A SummarizedExperiment object containing expression data and metadata.

k

An integer specifying the number of clusters to generate.

metadata_name

A character string specifying the name of the metadata variable to use for clustering. Defaults to "pathway_scores".

pca

Logical. If TRUE, principal component analysis (PCA) is applied before clustering. Defaults to TRUE.

n_pcs

An integer specifying the number of principal components to retain if PCA is applied.
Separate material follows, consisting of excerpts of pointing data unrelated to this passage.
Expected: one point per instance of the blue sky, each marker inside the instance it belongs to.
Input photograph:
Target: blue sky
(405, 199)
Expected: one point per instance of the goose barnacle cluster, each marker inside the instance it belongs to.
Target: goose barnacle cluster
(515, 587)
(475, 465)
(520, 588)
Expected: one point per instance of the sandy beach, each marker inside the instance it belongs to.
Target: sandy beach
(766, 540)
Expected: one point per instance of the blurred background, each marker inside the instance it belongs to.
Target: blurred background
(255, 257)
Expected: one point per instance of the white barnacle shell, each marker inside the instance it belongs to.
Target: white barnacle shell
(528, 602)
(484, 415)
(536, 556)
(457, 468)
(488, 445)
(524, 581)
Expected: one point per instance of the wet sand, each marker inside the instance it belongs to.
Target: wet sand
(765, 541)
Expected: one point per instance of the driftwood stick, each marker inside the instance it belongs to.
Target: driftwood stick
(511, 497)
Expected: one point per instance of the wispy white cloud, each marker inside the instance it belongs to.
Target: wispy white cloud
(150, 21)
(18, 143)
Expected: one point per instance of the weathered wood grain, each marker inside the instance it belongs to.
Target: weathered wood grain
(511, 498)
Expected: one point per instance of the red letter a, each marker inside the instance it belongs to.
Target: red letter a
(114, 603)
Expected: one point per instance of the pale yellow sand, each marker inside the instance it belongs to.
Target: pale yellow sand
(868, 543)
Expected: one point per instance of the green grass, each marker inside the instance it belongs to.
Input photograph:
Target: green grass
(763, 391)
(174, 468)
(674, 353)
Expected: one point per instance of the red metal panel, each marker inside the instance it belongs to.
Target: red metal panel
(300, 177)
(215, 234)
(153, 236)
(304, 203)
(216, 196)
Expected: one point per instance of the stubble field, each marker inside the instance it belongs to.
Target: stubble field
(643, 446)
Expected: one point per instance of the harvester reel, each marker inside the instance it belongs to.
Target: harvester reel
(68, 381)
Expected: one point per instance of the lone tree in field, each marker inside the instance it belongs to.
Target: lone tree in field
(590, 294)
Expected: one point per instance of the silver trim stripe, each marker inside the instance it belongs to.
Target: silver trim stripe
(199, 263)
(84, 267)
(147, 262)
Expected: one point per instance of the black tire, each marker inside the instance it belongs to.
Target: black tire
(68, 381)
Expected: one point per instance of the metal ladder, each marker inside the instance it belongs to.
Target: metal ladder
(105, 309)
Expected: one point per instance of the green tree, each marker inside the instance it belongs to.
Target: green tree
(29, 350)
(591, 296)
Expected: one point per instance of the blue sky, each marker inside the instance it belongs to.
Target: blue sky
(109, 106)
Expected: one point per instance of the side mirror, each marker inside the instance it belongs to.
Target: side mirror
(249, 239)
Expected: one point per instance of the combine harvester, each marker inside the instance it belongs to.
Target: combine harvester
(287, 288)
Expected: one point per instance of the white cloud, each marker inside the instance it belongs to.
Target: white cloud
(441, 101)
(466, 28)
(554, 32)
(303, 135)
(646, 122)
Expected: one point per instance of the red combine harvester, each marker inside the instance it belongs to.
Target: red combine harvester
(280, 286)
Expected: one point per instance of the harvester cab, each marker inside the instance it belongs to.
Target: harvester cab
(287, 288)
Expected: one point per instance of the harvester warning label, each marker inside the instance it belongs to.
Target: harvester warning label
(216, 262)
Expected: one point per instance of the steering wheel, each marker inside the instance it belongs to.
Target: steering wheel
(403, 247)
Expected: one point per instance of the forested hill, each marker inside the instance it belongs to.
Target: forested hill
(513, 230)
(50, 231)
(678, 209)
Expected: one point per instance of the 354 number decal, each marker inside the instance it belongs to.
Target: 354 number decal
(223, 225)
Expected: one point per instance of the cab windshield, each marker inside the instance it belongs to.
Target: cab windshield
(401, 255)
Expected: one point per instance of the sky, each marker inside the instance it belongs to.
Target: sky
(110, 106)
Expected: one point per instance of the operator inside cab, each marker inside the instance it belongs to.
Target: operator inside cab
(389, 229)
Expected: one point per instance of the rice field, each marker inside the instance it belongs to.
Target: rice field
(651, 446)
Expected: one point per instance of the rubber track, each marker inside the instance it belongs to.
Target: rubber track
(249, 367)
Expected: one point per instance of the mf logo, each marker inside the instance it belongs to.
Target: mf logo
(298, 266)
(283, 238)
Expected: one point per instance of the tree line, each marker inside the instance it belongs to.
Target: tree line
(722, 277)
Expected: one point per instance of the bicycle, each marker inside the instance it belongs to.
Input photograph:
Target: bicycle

Defaults to 10.

features

A character vector of feature names to use for clustering. If NULL, all features are used. Defaults to NULL.

dist_method

A character string specifying the distance metric to use for hierarchical clustering. Defaults to "euclidean".

hc_method

A character string specifying the hierarchical clustering linkage method. Defaults to "complete".

Value

A SummarizedExperiment object with updated sample annotations including the clustering results in the "path_cluster" column.

Details

If no features are provided, all rows in the specified metadata are used for clustering. PCA can be applied to reduce dimensionality before clustering.